The court, without comment, turned away arguments by two servicemen that the policy is based on prejudice against homosexuals and violates their free-speech rights.

The action was not a definitive ruling, but it marked the fifth time in recent years that the highest court has rejected efforts to invalidate the policy.

It prohibits inquiries into a service member's sexual orientation but allows discharge for homosexual conduct or for a "propensity" to engage in homosexual conduct. A service member's statement that he or she is gay is considered evidence of a propensity to engage in such acts.

Every federal appeals court that has considered the issue has upheld the policy.


Not giving up

WASHINGTON - President Clinton is not giving up in his determination to appoint an openly gay San Francisco philanthropist an ambassador.

The president has sent the nomination of James Hormel to the Senate for confirmation as ambassador to Luxembourg. The White House said it hopes "fairness will prevail" in the new Congress so he can be approved for the job.

The Senate last year refused to vote on the nomination of Hormel after several conservative Republicans accused him of promoting homosexual views.

The White House accused lawmakers of prejudice.

Hormel, who is gay, was approved by the Senate Foreign Relations Committee, but Senate Majority Leader Trent Lott, R-Miss., didn't allow his nomination to come to the floor in the face of scattered GOP objections.

Barry Toiv, a White House spokesman, expressed confidence Hormel would be approved by the full Senate this year because a majority back the 66-year-old San Francisco philanthropist and heir to the Hormel Meat Co.


Methodist commitment

SACRAMENTO, Calif. - More than seven dozen United Methodist Church pastors defied their church to witness a commitment ceremony between two women.

The "holy union" ceremony between Ellie Charlton, 63, and Jeanne Barnett, 68, was blessed by more than 90 United Methodist ministers in a dramatic mass defiance of a church law against same-sex marriages.

"I promise to love you the rest of my life," a tearful Charlton told Barnett.

Behind them on the stage, the ministers lined up on risers and chanted a blessing that could cost them their jobs:

"O God, our maker, we gladly proclaim to the world that Jeanne and Ellie are loving partners together for life."

"If anyone wants to file charges against us, this is what the charges are for, praying this prayer," said the Rev.

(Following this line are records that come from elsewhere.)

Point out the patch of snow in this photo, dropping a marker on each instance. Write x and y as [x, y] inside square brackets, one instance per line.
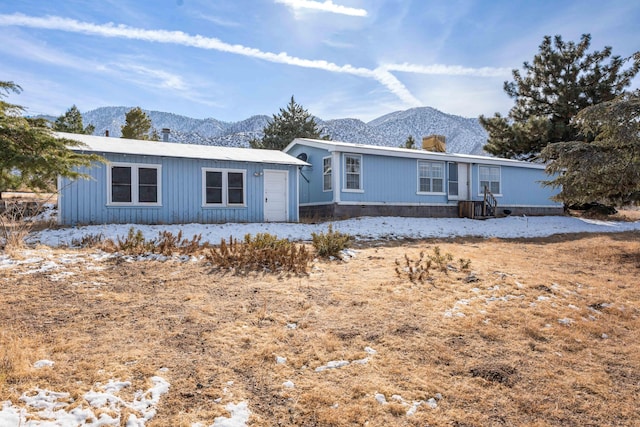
[43, 363]
[239, 416]
[364, 228]
[334, 364]
[50, 408]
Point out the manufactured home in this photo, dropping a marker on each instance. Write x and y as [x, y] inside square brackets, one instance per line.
[149, 182]
[349, 180]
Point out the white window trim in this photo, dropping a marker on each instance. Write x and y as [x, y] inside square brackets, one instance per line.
[444, 181]
[225, 188]
[324, 174]
[480, 189]
[134, 184]
[344, 181]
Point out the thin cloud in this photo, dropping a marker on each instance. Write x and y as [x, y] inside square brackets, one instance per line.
[197, 41]
[326, 6]
[448, 70]
[381, 74]
[162, 79]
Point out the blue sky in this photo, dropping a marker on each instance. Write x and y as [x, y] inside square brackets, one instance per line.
[340, 58]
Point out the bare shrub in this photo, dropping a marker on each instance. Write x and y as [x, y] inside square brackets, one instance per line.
[419, 270]
[331, 243]
[135, 243]
[14, 228]
[264, 252]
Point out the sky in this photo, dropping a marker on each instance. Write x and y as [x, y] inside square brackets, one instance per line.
[231, 60]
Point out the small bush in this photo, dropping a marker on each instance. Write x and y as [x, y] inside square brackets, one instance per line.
[135, 243]
[264, 252]
[419, 270]
[441, 261]
[14, 229]
[331, 243]
[414, 270]
[88, 240]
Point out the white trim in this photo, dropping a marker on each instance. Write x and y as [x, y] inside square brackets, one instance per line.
[286, 191]
[60, 205]
[297, 196]
[480, 191]
[337, 176]
[451, 203]
[135, 187]
[325, 190]
[360, 188]
[102, 144]
[356, 203]
[345, 147]
[444, 181]
[225, 188]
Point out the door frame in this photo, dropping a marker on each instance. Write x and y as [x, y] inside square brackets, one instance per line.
[285, 174]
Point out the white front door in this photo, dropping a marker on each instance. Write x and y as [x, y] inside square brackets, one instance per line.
[275, 196]
[463, 181]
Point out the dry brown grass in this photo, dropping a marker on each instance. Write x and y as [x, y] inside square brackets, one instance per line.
[545, 333]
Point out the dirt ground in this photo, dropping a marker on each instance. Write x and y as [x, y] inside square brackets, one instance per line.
[537, 332]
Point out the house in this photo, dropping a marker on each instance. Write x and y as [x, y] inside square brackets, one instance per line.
[349, 180]
[149, 182]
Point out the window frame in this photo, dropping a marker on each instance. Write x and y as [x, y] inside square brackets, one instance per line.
[135, 184]
[346, 173]
[499, 181]
[224, 203]
[326, 174]
[451, 167]
[431, 177]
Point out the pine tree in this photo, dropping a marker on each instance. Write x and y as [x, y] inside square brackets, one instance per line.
[562, 80]
[32, 156]
[71, 122]
[292, 122]
[603, 166]
[138, 126]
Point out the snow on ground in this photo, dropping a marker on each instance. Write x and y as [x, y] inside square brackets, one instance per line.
[101, 407]
[366, 228]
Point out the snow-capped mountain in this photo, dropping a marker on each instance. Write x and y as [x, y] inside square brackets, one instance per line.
[463, 135]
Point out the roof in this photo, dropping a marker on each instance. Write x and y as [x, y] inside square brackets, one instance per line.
[103, 144]
[336, 146]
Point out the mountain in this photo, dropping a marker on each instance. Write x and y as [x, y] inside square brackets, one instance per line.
[463, 135]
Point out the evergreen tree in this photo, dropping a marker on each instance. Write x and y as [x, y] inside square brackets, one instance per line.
[71, 122]
[562, 80]
[606, 169]
[409, 143]
[292, 122]
[32, 156]
[138, 126]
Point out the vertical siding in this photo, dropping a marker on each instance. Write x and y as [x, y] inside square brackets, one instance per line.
[519, 187]
[311, 191]
[85, 201]
[389, 180]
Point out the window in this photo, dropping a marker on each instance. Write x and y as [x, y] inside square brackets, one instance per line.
[223, 187]
[490, 178]
[326, 174]
[430, 177]
[453, 179]
[353, 172]
[132, 184]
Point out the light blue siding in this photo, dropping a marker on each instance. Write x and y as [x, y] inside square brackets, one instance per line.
[311, 177]
[389, 180]
[86, 201]
[520, 186]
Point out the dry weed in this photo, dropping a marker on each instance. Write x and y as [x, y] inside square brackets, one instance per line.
[542, 337]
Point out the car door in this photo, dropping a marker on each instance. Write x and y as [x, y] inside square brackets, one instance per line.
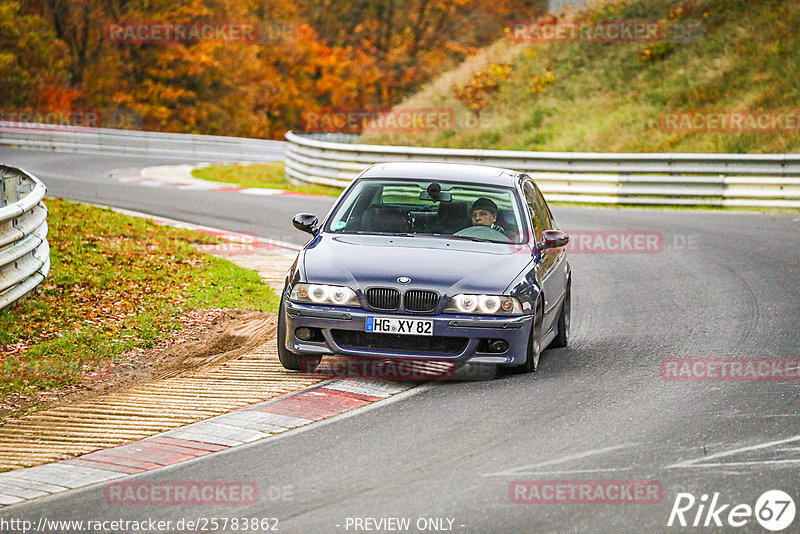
[552, 268]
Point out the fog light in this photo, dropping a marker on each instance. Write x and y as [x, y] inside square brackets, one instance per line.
[303, 333]
[497, 346]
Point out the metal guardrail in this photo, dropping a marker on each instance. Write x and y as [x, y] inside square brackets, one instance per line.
[24, 252]
[769, 180]
[130, 142]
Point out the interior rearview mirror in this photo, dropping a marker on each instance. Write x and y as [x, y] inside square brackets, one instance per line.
[306, 222]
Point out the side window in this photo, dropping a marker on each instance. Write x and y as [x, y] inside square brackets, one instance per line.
[533, 208]
[542, 210]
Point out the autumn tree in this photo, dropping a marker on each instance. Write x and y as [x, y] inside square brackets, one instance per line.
[33, 68]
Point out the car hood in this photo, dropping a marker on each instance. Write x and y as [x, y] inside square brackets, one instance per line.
[448, 266]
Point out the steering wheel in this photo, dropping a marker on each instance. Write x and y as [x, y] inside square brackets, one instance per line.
[483, 232]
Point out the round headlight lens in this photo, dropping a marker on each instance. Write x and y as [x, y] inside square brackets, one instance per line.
[489, 303]
[318, 293]
[339, 295]
[467, 303]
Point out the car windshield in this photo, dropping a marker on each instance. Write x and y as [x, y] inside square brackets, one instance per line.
[435, 208]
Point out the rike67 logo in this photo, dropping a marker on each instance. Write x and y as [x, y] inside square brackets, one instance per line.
[774, 510]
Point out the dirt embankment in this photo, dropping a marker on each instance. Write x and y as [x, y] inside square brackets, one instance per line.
[208, 337]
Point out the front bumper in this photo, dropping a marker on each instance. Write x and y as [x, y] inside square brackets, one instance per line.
[456, 338]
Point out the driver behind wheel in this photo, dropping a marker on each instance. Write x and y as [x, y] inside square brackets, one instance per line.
[484, 213]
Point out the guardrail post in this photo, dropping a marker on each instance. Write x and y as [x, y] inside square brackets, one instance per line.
[23, 235]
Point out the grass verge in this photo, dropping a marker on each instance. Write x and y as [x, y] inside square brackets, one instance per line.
[266, 175]
[116, 283]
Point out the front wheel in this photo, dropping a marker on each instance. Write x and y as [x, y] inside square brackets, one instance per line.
[534, 344]
[291, 360]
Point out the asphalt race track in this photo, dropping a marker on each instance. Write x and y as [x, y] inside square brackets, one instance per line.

Donald Fado, pastor of St. Mark's United Methodist Church in suburban Sacramento, the organizer of the ceremony that was part church service and part civil rights demonstration.

The unprecedented service dramatizes the conflict that has been simmering for years within the United Methodist Church, with 8.5 million members America's second biggest Protestant body after the Southern Baptist Convention.

In 1996, the church's legislature, the General Conference, took a stand against clergy around the country who had been quietly performing same-sex couple blessings. It added these words to the Methodists' Book of Discipline: "Ceremonies that celebrate homosexual unions shall not be conducted by our ministers and shall not be conducted in our churches."